Venom Memang Tidak Seharusnya Berpisah Dari Spiderman

by Prima Taufik

Venom Memang Tidak Seharusnya Berpisah Dari Spiderman
EDITOR'S RATING    

Film yang dimaksudkan "wah" ini ternyata serba tanggung

Dengan banyaknya film keluaran Marvel dalam tahun-tahun belakangan, tentu akan mudah membuat penonton bosan dengan gaya cerita yang begitu-begitu saja. Sony punya keuntungan dengan memiliki semua hak tayang dari semesta Spider-Man. Walaupun sekarang Spidey sedang dipinjamkan ke rumah aslinya, masih banyak karakter lain yang bisa diangkat. Salah satunya, Venom. Karakter ini pernah difilmkan dan gagal saat di Spider-Man 3, namun popularitasnya tidak pernah berkurang. Ini membuat Sony yakin sekali lagi untuk memfilmkan Venom. Langkah ini terlihat makin meyakinkan saat mereka berhasil merekrut Tom Hardy sebagai Eddie Brock. 

Setelahnya, hanya sampai di situ kebijakan berguna yang diambil Sony. Film ini penuh dengan hal tanggung yang membuat penonton tidak puas. Plot cerita yang dangkal, CGI yang pas-pasan, rating yang salah, dan pemain yang tidak pas. Dengan adanya teknologi motion-capture, harusnya Venom bisa terlihat lebih realistis. Walau butuh kerja ekstra dan biaya lebih besar setidaknya hasilnya akan memuaskan. Namun, yang dihadirkan di layar adalah parade CGI kelas menengah yang akan terlihat keren satu dekade lalu. Para penikmat komik tahu bagaimana aksi Venom yang brutal dan keras, seharusnya pihak studio paham akan hal ini dan menjadikan film ini rating R seperti halnya Logan dan Deadpool yang sukses besar.

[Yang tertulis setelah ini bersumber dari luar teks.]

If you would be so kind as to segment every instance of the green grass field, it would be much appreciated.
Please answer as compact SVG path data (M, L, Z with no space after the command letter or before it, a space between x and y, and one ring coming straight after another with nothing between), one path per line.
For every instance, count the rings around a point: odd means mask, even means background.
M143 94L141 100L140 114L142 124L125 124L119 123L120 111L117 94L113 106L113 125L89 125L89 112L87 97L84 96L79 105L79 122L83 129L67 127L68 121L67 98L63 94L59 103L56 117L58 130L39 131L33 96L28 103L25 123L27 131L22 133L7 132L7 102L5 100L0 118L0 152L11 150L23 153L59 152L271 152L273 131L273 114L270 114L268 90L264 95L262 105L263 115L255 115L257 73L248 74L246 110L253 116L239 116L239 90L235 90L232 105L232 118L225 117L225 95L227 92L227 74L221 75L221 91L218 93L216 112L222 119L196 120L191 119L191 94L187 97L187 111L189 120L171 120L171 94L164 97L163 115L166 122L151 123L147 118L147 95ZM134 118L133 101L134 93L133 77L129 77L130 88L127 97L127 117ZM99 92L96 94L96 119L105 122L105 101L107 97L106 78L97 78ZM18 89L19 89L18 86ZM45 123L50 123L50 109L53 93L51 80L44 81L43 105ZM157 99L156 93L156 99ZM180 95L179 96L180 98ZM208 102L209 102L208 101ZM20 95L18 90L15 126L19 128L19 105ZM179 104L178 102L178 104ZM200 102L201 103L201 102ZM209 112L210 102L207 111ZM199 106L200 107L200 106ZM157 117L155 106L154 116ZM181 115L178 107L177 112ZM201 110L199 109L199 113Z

Asal-muasal Venom sedikit mengalami perubahan dalam film ini. Tidak adanya Spider-Man membuat para penulis harus berimprovisasi bagaimana Eddie Brock memanfaatkan kekuatan Venom. Sayang, di awal cerita, film ini sangat lambat dan hampir membosankan. Film baru terasa seru saat Brock berinteraksi dengan Venom. Namun, kembali ke awal, semua adegan aksi yang penuh dengan CGI membuat aksi Tom Hardy terlihat biasa saja. 

Kelebihan film ini adalah Tom Hardy. Ia sendirian berusaha menghidupkan film ini, sekaligus karakter Eddie Brock. Para pemain di sekitarnya menjadi biasa saja. Mungkin Riz Ahmed yang cukup asyik bermain menjadi Colton Drake. Ia bisa menjadi kejam tanpa menggunakan mimik yang bengis. Sisanya hanya bermain aman, tanpa kesan yang berarti.


Seharusnya, Sony tidak main-main dalam mengolah properti yang mereka punya. Seharusnya mereka belajar dari kegagalan The Amazing Spider-Man. Masih banyak karakter yang bisa muncul dalam semesta Spider-Man, dan sekali lagi stay true to the genre. Jika memang harus kejam dan bengis, maka buatlah kejam dan bengis, namun semenarik mungkin. Semoga Venom adalah kegagalan terakhir Sony dalam mengolah spiderverse.